İnanıyorum ki, sizin bu hizmetinizde gezdiğiniz, basdığınız yerlere, melekler kanatlarını serdi. Niçin inanıyorum ben buna? Çünkü hadîs-i şerîf bildiriyor: 


*(Yâ Ebâ Hüreyre!)* diye başlıyan, uzun bir hadîs-i şerîf var. Orada buyuruluyor ki:


(Yâ Ebâ Hüreyre! Allahın kullarına, Allahın dînini öğret. Onları öğretmeye giderken basdığın yerlere, melekler kanatlarını serer. Gökdeki melekler, yerdeki hayvanlar.
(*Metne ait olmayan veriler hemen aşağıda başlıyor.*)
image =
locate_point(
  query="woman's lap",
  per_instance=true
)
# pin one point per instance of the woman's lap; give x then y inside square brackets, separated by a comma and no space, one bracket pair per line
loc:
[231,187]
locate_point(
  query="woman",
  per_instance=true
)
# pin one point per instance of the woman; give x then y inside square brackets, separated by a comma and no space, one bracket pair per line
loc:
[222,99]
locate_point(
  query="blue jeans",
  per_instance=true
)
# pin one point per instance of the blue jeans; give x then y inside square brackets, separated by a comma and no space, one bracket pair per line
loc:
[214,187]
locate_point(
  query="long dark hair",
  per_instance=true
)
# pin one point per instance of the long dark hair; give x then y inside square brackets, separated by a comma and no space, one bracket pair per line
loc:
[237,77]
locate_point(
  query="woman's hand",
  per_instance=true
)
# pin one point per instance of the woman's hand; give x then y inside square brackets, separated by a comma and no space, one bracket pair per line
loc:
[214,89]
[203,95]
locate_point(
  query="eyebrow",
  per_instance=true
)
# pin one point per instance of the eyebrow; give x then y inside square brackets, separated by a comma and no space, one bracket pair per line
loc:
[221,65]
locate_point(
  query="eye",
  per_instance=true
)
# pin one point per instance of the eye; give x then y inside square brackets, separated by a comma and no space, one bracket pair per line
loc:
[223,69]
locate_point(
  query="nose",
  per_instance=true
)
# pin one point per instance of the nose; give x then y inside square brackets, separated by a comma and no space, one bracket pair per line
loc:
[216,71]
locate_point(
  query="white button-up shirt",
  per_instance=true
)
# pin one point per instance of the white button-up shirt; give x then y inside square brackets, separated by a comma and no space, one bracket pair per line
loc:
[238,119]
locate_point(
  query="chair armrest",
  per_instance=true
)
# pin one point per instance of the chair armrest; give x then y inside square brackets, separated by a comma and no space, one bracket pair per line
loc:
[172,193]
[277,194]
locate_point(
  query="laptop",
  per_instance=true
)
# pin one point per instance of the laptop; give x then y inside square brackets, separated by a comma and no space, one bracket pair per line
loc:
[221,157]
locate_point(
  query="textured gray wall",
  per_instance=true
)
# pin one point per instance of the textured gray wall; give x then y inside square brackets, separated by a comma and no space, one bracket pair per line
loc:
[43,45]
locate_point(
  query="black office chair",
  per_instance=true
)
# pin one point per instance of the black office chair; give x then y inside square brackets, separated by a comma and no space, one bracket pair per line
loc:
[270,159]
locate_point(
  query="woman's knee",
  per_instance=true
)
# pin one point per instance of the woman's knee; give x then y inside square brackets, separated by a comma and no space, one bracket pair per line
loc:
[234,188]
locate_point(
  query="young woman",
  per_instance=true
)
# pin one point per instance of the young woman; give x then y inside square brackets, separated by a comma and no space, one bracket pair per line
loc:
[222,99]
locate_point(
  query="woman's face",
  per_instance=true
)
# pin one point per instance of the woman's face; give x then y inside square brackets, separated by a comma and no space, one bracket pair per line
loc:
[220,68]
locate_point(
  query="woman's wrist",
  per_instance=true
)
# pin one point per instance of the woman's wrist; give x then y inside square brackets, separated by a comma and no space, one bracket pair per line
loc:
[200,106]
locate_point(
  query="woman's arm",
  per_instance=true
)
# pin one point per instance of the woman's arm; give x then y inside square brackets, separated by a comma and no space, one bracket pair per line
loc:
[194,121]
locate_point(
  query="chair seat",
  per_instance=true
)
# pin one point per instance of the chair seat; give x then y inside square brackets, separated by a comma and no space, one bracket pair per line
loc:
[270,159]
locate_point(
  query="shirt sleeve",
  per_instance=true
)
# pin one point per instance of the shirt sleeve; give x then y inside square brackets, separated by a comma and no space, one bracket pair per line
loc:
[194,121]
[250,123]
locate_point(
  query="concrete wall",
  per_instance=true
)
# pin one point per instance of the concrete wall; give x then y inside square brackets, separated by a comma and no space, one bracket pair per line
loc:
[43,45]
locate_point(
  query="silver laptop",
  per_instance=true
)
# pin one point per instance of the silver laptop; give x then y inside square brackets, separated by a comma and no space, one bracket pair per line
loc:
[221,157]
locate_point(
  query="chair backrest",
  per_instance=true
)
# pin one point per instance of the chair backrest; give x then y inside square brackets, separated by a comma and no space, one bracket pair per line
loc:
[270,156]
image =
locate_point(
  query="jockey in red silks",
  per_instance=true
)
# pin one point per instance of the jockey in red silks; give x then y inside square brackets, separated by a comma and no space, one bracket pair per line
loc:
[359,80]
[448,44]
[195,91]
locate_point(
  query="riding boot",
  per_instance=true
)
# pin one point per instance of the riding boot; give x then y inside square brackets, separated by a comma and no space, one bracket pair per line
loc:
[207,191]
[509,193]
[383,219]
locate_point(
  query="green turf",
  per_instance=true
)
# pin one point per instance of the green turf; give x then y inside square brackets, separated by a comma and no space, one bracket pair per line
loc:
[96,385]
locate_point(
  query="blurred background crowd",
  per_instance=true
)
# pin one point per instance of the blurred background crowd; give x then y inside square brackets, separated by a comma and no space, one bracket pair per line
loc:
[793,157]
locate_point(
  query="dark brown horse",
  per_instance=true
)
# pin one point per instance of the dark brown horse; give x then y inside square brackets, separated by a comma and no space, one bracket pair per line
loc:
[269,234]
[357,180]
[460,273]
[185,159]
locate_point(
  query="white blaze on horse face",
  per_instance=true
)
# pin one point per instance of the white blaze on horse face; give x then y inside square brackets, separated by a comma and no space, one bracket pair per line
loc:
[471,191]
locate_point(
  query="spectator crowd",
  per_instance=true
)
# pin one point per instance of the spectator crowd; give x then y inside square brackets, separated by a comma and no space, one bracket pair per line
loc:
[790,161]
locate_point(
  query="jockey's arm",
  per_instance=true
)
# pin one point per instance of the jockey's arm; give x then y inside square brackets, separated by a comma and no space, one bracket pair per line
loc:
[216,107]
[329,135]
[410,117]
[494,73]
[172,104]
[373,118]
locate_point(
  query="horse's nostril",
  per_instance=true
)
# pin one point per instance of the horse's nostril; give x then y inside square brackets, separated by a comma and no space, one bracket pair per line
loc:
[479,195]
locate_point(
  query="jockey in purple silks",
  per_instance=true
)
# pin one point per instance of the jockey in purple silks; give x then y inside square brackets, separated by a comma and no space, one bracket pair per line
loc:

Havadaki kuşlar, denizdeki balıklar, senin için duâ ederler. Kıyâmetde sana öyle bir makâm ihsân olunur ki, Peygamberler gıpta ederler.) 


Böyle buyuruluyor hadîs-i şerîfde. 


Elhamdülillah! Siz, bu müjdeye mazhar olan kardeşlerimizsiniz. Onun için çok bahtiyârsınız kardeşim. Allahın dînine hizmet etmekden daha büyük ni’met olur mu? 


O’nun yolunda çalışmak, O’nun dînine hizmet etmekden daha büyük ni’met olur mu? Bu ni’metin devâmı için şükredeceğiz kardeşim. Rabbimize sonsuz şükredeceğiz.